Nesse sentido, a apreciação se transforma em prática democrática: o que você vê é legítimo. O que eu vejo também. Podemos conversar sobre isso, sem necessidade de concordar. É o espaço simbólico da convivência sendo alimentado pela arte.
Artistas contemporâneos como parceiros do olhar infantil
Diversos artistas contemporâneos produzem obras que dialogam diretamente com o universo infantil, seja pela cor, pela forma, pelos materiais ou pelas sensações que provocam. A seguir, apresentamos alguns nomes cujas obras podem ser exploradas com crianças pequenas, sempre com propostas de mediação abertas e poéticas:
✦ Beatriz Milhazes
Obras: Meu Limão, Marola, O Mágico
Proposta: espalhar as imagens no chão; convidar as crianças a dançarem com as cores e compor colagens inspiradas nas formas.
Para ver mais: https://www.culturagenial.com/obras-beatriz-milhazes/
✦ Ernesto Neto
Obras: Leviatã Thot, O Sagrado é Amor
Proposta: criar um espaço sensorial com tecidos, aromas e almofadas; permitir que as crianças explorem o espaço como se estivessem dentro da obra.
✦ Yayoi Kusama
Obras: Infinity Mirror Room, Pumpkin
Proposta: brincar com bolinhas coloridas; colar adesivos em uma sala branca e observar como a arte toma o espaço.
✦ Lygia Clark
Obras: Bichos, Objetos relacionais
Proposta: oferecer materiais flexíveis para que as crianças criem esculturas móveis; propor que contem uma história com os “bichos” criados.

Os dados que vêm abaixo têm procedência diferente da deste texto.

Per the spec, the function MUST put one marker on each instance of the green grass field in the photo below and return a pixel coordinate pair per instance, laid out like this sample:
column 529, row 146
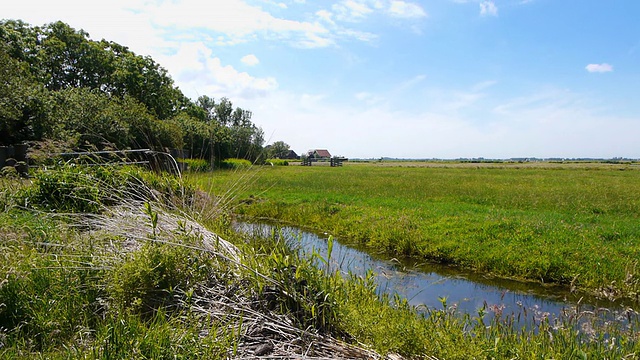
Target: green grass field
column 108, row 263
column 573, row 224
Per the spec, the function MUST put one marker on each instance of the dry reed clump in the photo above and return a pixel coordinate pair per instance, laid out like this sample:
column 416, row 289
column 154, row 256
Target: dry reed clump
column 224, row 298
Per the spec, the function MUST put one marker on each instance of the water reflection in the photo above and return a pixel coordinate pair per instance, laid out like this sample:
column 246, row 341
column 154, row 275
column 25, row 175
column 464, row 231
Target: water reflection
column 425, row 285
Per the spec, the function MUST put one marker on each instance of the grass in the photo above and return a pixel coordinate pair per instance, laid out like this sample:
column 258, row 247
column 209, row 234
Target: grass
column 573, row 225
column 138, row 277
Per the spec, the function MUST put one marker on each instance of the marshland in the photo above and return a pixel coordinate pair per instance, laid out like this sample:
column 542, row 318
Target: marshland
column 108, row 256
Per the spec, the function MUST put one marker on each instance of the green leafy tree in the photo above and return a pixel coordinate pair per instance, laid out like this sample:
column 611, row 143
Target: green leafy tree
column 24, row 104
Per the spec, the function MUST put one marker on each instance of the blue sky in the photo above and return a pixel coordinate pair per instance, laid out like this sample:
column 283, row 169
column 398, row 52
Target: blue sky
column 410, row 79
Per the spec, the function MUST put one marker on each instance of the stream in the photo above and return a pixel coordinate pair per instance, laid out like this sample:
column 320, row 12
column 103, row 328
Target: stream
column 425, row 285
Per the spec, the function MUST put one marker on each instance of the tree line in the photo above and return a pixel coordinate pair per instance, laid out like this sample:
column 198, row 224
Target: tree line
column 58, row 86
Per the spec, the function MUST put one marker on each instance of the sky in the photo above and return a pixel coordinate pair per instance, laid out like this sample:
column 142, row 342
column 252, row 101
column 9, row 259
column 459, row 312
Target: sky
column 395, row 78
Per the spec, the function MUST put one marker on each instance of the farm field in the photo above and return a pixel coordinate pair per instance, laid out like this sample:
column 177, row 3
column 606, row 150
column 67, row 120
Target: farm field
column 570, row 224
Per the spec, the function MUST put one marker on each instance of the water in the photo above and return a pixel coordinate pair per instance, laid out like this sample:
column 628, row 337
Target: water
column 426, row 285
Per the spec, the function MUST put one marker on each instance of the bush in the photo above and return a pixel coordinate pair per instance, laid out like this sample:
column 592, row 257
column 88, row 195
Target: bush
column 87, row 189
column 151, row 277
column 235, row 164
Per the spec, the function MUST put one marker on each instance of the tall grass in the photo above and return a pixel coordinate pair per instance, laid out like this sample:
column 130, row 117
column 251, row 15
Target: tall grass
column 575, row 226
column 139, row 277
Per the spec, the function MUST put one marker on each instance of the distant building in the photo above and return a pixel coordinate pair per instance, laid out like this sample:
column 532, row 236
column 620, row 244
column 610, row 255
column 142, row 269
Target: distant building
column 319, row 154
column 291, row 155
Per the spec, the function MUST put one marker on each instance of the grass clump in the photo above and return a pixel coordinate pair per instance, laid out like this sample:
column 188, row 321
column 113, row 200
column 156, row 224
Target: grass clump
column 196, row 165
column 235, row 164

Para ver mais: https://www.culturagenial.com/lygia-clark
✦ Vik Muniz
Obras: Pictures of Garbage, Monalisa de Geléia
Proposta: criar imagens com objetos do cotidiano (tampinhas, brinquedos, folhas) e registrar o resultado com fotografias.

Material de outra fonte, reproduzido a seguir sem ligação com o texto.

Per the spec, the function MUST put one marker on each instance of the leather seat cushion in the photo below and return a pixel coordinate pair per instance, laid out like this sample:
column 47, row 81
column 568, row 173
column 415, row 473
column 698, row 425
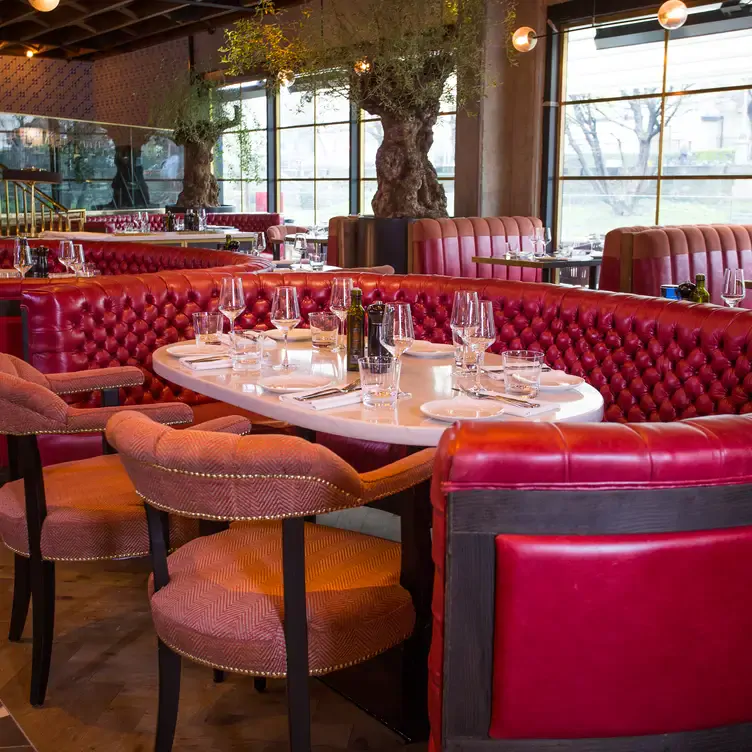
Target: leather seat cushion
column 224, row 607
column 93, row 512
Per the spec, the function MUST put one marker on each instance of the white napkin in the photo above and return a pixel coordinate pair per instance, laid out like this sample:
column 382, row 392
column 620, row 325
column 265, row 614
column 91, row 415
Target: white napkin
column 324, row 403
column 194, row 365
column 519, row 411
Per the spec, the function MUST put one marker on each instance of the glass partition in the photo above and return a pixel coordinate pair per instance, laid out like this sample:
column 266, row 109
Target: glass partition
column 104, row 166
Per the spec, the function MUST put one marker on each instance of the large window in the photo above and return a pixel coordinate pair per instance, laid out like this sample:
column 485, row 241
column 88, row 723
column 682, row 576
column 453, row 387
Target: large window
column 323, row 162
column 654, row 129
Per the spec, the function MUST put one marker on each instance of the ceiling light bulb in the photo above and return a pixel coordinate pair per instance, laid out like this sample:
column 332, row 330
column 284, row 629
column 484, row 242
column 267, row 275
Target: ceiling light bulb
column 524, row 39
column 286, row 78
column 44, row 5
column 673, row 14
column 362, row 66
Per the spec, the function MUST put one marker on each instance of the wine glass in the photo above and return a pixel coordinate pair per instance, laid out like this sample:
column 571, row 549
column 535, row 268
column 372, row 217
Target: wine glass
column 339, row 303
column 79, row 259
column 285, row 315
column 397, row 331
column 231, row 302
column 465, row 314
column 479, row 338
column 733, row 287
column 22, row 260
column 66, row 254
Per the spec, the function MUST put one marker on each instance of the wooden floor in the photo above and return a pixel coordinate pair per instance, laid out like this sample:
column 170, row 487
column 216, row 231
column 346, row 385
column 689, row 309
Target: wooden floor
column 103, row 685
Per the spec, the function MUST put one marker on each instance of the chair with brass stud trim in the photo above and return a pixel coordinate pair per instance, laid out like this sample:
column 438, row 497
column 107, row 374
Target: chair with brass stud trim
column 272, row 596
column 85, row 510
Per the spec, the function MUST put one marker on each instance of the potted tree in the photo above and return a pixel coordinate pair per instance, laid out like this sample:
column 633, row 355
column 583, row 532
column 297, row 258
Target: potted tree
column 391, row 58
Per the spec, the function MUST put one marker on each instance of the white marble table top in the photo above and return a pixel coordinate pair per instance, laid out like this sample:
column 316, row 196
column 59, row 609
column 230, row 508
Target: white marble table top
column 425, row 379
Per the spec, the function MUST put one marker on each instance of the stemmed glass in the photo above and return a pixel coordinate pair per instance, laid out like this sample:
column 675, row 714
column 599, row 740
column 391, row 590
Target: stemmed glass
column 22, row 260
column 231, row 302
column 397, row 331
column 65, row 254
column 285, row 315
column 339, row 303
column 733, row 287
column 79, row 259
column 479, row 338
column 464, row 321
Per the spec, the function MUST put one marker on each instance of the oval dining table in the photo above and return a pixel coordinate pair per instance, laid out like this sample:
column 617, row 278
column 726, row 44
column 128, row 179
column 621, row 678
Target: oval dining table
column 393, row 687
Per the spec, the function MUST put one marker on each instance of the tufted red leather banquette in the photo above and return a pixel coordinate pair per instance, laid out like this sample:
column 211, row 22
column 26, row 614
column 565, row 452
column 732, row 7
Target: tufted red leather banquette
column 641, row 259
column 591, row 584
column 245, row 222
column 651, row 359
column 446, row 246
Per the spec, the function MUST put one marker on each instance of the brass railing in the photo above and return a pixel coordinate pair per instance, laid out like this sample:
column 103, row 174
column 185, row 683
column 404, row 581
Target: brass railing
column 29, row 211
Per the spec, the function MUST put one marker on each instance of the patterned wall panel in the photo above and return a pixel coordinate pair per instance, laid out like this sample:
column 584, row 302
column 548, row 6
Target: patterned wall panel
column 128, row 88
column 51, row 88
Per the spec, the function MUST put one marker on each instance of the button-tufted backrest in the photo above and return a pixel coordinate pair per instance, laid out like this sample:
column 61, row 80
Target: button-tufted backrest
column 447, row 246
column 641, row 259
column 245, row 222
column 651, row 359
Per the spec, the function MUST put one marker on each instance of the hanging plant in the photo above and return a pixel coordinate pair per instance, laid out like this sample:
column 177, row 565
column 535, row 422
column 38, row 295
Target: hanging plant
column 392, row 58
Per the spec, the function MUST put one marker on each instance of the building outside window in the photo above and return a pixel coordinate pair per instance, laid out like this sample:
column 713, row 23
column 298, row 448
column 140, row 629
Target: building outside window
column 654, row 129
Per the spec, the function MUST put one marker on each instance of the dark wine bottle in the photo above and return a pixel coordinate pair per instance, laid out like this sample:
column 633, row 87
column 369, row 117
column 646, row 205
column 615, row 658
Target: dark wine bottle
column 356, row 335
column 375, row 322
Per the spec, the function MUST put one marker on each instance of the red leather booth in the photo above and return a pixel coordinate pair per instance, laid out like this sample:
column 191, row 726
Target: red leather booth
column 592, row 587
column 641, row 259
column 245, row 222
column 446, row 246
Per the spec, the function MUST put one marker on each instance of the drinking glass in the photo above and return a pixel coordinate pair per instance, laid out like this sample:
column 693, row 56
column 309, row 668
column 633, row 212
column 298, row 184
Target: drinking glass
column 231, row 302
column 285, row 315
column 207, row 328
column 324, row 328
column 22, row 260
column 246, row 353
column 379, row 378
column 340, row 302
column 79, row 259
column 480, row 338
column 733, row 287
column 522, row 370
column 465, row 315
column 66, row 254
column 316, row 258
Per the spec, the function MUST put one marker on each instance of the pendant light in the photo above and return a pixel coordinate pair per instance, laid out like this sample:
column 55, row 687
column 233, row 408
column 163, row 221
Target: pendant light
column 44, row 6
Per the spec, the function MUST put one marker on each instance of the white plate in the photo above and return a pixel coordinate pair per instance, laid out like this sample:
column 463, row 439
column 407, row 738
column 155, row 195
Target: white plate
column 295, row 335
column 558, row 381
column 183, row 350
column 423, row 349
column 462, row 408
column 294, row 382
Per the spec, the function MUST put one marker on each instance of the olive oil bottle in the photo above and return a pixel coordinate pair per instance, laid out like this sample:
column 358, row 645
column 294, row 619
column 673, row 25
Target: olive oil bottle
column 356, row 334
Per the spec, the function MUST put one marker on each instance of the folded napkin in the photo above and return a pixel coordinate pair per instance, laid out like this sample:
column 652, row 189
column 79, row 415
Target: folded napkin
column 519, row 411
column 195, row 364
column 324, row 403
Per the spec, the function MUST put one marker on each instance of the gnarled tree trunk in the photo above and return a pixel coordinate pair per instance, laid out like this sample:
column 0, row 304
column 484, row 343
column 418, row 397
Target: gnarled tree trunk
column 200, row 187
column 407, row 182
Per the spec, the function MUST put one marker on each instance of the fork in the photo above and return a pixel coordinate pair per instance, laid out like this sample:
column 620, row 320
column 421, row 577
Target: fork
column 331, row 392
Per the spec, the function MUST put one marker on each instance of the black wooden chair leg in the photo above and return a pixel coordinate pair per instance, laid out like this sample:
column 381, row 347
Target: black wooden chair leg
column 43, row 620
column 21, row 597
column 169, row 697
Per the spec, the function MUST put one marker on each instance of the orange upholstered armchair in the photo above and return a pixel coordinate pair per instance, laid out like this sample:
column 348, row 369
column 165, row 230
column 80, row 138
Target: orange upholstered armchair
column 641, row 259
column 273, row 596
column 447, row 246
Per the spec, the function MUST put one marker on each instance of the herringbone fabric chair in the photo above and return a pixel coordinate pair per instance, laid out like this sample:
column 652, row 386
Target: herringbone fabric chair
column 271, row 596
column 75, row 511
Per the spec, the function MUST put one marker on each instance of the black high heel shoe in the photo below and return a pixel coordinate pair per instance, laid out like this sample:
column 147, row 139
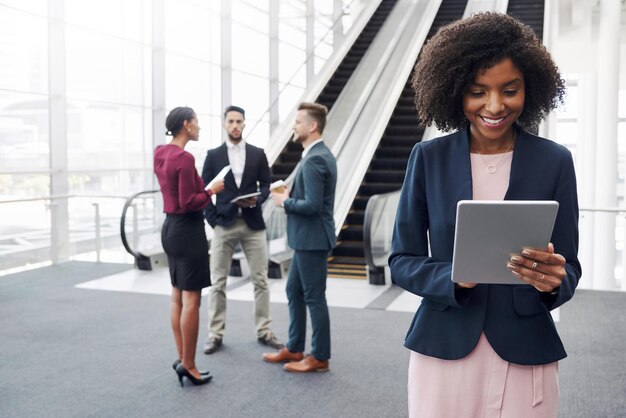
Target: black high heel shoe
column 177, row 362
column 182, row 372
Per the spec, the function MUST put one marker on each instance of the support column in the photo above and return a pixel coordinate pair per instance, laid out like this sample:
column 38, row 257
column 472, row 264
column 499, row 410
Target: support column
column 310, row 41
column 606, row 149
column 158, row 74
column 274, row 65
column 59, row 186
column 227, row 56
column 586, row 176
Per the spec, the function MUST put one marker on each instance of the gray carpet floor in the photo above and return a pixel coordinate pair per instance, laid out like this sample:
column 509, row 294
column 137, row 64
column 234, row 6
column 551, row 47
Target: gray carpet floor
column 68, row 352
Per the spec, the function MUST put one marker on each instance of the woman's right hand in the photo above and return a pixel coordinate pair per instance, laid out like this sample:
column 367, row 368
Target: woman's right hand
column 218, row 186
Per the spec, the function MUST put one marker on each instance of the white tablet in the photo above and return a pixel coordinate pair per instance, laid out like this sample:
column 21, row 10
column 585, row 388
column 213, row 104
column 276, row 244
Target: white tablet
column 489, row 232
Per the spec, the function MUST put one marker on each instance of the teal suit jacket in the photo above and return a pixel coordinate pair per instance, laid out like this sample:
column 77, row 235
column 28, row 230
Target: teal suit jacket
column 310, row 207
column 515, row 318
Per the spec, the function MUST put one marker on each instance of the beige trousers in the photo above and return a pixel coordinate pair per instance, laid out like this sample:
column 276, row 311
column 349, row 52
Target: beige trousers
column 223, row 244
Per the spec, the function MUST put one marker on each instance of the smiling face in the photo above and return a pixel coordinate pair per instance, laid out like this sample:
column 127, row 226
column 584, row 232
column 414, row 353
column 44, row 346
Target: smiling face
column 302, row 127
column 234, row 122
column 193, row 129
column 493, row 103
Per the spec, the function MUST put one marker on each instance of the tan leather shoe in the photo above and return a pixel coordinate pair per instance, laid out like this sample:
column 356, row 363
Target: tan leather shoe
column 282, row 356
column 307, row 365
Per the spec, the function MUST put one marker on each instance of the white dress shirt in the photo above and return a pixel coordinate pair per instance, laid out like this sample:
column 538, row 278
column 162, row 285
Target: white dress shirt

Par ver mais: https://www.culturagenial.com/vik-muniz-obras/
✦ Rosana Paulino
Obras: Bastidores, Parede da Memória
Proposta: propor colagens e costuras sobre silhuetas das crianças; conversar sobre retratos e ancestralidade de maneira sensível.

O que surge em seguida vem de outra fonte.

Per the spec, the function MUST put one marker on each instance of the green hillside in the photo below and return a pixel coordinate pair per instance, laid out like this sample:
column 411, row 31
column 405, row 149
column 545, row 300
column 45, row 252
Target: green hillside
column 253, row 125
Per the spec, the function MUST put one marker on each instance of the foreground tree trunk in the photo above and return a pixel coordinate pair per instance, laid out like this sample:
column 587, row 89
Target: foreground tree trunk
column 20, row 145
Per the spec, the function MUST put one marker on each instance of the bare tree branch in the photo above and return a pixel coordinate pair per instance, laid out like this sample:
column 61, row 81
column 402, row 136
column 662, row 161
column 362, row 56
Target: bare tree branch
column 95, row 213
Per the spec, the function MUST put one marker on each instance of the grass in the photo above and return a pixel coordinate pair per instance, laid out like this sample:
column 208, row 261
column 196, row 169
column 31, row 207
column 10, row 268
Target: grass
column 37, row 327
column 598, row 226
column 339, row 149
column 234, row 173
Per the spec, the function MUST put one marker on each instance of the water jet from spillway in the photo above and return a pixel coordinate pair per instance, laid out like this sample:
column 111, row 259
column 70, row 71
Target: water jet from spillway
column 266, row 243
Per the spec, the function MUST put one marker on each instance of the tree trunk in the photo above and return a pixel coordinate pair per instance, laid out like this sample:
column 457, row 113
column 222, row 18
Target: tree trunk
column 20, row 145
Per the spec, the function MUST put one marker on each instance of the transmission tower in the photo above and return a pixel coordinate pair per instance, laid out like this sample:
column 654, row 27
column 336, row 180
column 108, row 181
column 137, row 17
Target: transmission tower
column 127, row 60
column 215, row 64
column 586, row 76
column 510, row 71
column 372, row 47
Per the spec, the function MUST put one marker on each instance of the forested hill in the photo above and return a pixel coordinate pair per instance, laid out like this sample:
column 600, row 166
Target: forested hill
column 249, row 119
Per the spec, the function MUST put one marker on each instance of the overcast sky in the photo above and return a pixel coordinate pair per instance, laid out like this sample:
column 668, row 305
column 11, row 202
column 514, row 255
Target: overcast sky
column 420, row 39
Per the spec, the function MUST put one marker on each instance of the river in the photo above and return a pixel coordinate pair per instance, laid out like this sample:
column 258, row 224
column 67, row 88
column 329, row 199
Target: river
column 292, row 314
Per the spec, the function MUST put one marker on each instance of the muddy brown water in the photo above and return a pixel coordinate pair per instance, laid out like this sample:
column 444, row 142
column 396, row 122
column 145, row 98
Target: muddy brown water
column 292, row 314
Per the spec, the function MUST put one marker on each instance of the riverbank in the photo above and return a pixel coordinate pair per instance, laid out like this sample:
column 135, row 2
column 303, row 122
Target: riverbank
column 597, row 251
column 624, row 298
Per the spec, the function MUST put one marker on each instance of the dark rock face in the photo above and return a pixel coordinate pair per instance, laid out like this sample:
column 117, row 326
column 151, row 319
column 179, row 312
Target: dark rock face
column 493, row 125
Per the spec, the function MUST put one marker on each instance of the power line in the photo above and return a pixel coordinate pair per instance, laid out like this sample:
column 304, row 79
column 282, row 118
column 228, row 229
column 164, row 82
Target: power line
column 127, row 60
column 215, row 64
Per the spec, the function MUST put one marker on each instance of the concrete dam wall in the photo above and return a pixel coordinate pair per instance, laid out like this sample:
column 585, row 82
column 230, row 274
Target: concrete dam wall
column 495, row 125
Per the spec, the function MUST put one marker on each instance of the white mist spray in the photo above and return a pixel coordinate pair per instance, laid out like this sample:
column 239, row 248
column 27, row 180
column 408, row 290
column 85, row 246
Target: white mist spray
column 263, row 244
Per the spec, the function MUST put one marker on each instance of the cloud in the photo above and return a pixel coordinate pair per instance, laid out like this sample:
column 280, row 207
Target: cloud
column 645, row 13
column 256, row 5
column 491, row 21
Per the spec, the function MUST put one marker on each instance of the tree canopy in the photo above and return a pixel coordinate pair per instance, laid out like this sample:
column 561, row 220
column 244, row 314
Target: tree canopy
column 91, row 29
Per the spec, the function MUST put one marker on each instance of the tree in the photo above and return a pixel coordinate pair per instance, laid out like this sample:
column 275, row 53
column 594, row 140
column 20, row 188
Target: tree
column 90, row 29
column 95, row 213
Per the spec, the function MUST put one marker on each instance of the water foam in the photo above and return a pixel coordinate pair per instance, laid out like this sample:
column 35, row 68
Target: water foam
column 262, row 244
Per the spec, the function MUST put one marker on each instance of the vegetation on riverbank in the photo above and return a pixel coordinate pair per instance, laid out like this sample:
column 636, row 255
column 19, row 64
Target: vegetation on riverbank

Propostas de mediação no cotidiano da escola
Além das experiências com artistas, a educadora pode criar situações poéticas de apreciação no cotidiano:
- Galeria do chão: imagens espalhadas para que as crianças explorem com os olhos e com o corpo.
- Quadros que falam: cada criança inventa o que a obra diria se pudesse conversar.
- Espelho e arte: após observar uma obra, desenhar a si mesma com o estilo do artista.
- Museu vivo: com o corpo, as crianças representam imagens, criando esculturas humanas.
Cada proposta deve considerar o tempo da infância, respeitando o silêncio, o devaneio, a repetição. A apreciação não exige produção imediata. Às vezes, basta o olhar demorado para que a arte cumpra sua função de tocar.
Registros como memória da sensibilidade
Registrar os momentos de apreciação é também cuidar da memória sensível da infância. Um mural com as falas das crianças, um diário visual com imagens apreciadas, um vídeo com as reações dos pequenos diante de uma obra — tudo isso torna visível o invisível, revelando o pensamento poético em ação.
Os registros não devem ser apenas provas de atividade realizada, mas documentos da escuta, da subjetividade, da construção coletiva de sentidos. Eles ajudam o grupo a revisitar o vivido, a valorizar o processo e a perceber que cada olhar é uma forma de criação.
Considerações finais: olhos de imaginar
Educar o olhar das crianças é educar também seus afetos, sua ética, sua maneira de se relacionar com o mundo. A arte, quando entra na vida da infância com leveza e liberdade, transforma o modo como se percebe a si mesmo e ao outro.
A apreciação das artes visuais com crianças pequenas não é um conteúdo isolado, mas um modo de estar no mundo com delicadeza. É aprender a ver devagar. É cultivar espanto. É permitir que o olhar brinque, que a imaginação voe, que a presença se afine.
Que nas escolas da infância floresçam espaços onde os olhos não apenas vejam, mas sintam. Onde a arte não seja um adorno, mas um chão. Onde cada criança possa dizer: “eu vi, eu senti, eu imaginei”. E que isso seja o bastante para começar uma revolução silenciosa — feita de cor, afeto e presença.